With the French poultry sector in decline as a result of falling prices, increased competition and overproduction, Duc is looking to foreign markets - and innovative products - to help it survive.

Duc, the French poultry processor, has reported a 10.5 per cent decline in 2002 sales to €127.7 million due to the continuing difficulties in the French market. But the group remains confident that it can overcome these problems by moving its focus to foreign markets and innovative products.

Operating results for the year dropped into the red to the tune of €3.7 million, while net losses reached €3.3 million, a sharp decline compared to profits of €3.3 million and €6.6 million respectively in the previous year.

Duc said that the French poultry sector had been affected by overproduction at a time when consumption was in decline. The situation was further compounded by low prices for beef and pork and substantial imports from Brazil and Thailand.

Branded poultry products suffered at the hands of discounted items but also from a major marketing push from Label Rouge (premium quality) products, Duc said, adding that it had taken a number of measures to limit the impact of the crisis on its business.

These measures include a repositioning of the Duc brand to focus on 'easy cooking' - a reaction to growing consumer demand for ready meals and convenience food. In concrete terms, this means the launch of the Facil'Découpe, a pre-cut chicken, and Facil'Cuisson, a chicken which has been seasoned and is ready for roasting.

But these are just the first in what Duc claims will be a long line of innovative products developed by its marketing and R&D departments.
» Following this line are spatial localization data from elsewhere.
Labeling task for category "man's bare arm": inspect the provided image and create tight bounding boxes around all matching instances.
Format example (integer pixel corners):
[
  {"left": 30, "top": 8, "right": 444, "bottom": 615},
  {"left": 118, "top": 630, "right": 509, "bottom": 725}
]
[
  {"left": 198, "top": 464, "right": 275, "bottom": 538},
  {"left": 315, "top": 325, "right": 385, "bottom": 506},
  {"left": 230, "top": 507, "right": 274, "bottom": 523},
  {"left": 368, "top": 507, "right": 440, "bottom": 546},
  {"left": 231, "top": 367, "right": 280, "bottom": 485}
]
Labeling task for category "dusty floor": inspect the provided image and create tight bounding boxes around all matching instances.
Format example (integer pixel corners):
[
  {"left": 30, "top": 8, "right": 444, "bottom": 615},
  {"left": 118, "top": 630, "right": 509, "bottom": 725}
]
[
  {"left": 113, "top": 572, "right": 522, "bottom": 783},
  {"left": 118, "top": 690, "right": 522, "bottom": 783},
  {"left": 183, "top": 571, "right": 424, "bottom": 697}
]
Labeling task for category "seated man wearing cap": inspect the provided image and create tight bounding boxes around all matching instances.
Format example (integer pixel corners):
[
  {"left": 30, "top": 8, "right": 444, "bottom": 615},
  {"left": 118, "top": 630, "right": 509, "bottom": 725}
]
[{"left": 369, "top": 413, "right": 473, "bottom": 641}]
Given the favourable reaction to Facil'Découpe, launched late last year, the company clearly believes it is on the right track.

In addition to these innovative new products, Duc is also planning to expand into some of the more traditional poultry sectors where it has not previously had a major presence. These include the quality-controlled sector, where it has launched a range of products under the Prestige brand for the wholesale and catering markets, a range of halal products and other Label Rouge and standard products.
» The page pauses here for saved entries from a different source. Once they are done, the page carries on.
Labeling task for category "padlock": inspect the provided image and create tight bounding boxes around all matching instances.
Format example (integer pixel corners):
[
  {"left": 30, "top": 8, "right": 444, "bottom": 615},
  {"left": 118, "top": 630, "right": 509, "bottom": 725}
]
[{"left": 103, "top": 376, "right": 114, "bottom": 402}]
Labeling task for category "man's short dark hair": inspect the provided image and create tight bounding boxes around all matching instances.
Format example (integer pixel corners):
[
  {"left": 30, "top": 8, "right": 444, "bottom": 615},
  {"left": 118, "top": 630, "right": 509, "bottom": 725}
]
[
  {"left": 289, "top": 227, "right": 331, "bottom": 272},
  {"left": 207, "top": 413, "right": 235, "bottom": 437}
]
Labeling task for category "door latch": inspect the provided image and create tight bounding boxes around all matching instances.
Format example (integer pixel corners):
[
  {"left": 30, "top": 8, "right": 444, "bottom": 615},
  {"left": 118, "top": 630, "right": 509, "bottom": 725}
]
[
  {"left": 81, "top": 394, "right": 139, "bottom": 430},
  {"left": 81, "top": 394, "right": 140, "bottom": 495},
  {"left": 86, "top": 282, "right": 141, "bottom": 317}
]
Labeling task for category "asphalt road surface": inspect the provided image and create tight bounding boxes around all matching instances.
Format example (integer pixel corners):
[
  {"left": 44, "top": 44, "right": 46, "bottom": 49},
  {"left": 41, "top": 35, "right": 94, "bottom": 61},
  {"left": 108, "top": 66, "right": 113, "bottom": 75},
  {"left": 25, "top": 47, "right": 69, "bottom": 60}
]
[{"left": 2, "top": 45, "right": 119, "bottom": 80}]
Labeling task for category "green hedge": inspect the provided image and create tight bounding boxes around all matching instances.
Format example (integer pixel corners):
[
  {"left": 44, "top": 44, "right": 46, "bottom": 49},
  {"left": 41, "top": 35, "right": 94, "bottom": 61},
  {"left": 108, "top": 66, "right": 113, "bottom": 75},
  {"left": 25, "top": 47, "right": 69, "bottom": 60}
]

Export markets will also play an increased role in Duc's business in the future, the company said, although the focus will be as much on technology transfer as on selling products. Duc signed an agreement with the Ukrainian company Ruby Rose Agricole in November 2002 allowing the company to take advantage of the French group's know how, and other similar agreements are expected to be signed during the course of 2003.
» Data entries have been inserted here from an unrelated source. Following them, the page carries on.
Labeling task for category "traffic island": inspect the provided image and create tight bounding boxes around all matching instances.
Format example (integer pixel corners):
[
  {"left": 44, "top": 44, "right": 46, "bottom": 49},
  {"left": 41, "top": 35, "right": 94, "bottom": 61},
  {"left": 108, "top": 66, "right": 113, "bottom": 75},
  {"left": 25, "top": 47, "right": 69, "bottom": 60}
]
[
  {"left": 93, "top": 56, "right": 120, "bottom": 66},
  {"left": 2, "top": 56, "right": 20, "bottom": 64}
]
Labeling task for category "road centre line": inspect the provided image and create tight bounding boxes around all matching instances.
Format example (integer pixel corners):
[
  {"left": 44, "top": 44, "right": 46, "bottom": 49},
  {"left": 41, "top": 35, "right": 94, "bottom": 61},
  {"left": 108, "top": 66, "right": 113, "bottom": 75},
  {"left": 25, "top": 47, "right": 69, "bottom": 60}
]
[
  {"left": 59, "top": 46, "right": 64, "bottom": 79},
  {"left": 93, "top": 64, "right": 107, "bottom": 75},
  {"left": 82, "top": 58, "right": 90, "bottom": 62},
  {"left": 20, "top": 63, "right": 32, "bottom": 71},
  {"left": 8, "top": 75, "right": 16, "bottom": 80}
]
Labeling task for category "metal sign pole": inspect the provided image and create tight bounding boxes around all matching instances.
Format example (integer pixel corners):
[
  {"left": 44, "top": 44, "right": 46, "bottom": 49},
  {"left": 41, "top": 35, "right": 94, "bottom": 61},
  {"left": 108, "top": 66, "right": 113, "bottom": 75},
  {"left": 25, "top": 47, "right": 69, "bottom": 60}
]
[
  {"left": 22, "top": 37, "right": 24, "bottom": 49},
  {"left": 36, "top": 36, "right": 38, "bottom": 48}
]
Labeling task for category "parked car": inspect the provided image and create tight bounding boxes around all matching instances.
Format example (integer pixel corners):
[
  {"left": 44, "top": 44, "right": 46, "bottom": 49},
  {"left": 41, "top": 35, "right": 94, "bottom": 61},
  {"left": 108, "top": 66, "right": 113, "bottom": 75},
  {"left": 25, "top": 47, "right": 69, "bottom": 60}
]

Despite the difficult economic surroundings, Duc​ continued to invest during 2002, with €4 million going towards the construction of a frozen food plant and a water treatment facility.

The company said it expected sales in line with those of 2002, despite the continued downturn in the market likely in 2003. Profits are expected to grow again after the declines in 2002, while the fruits of the company's international expansion should be seen by 2004.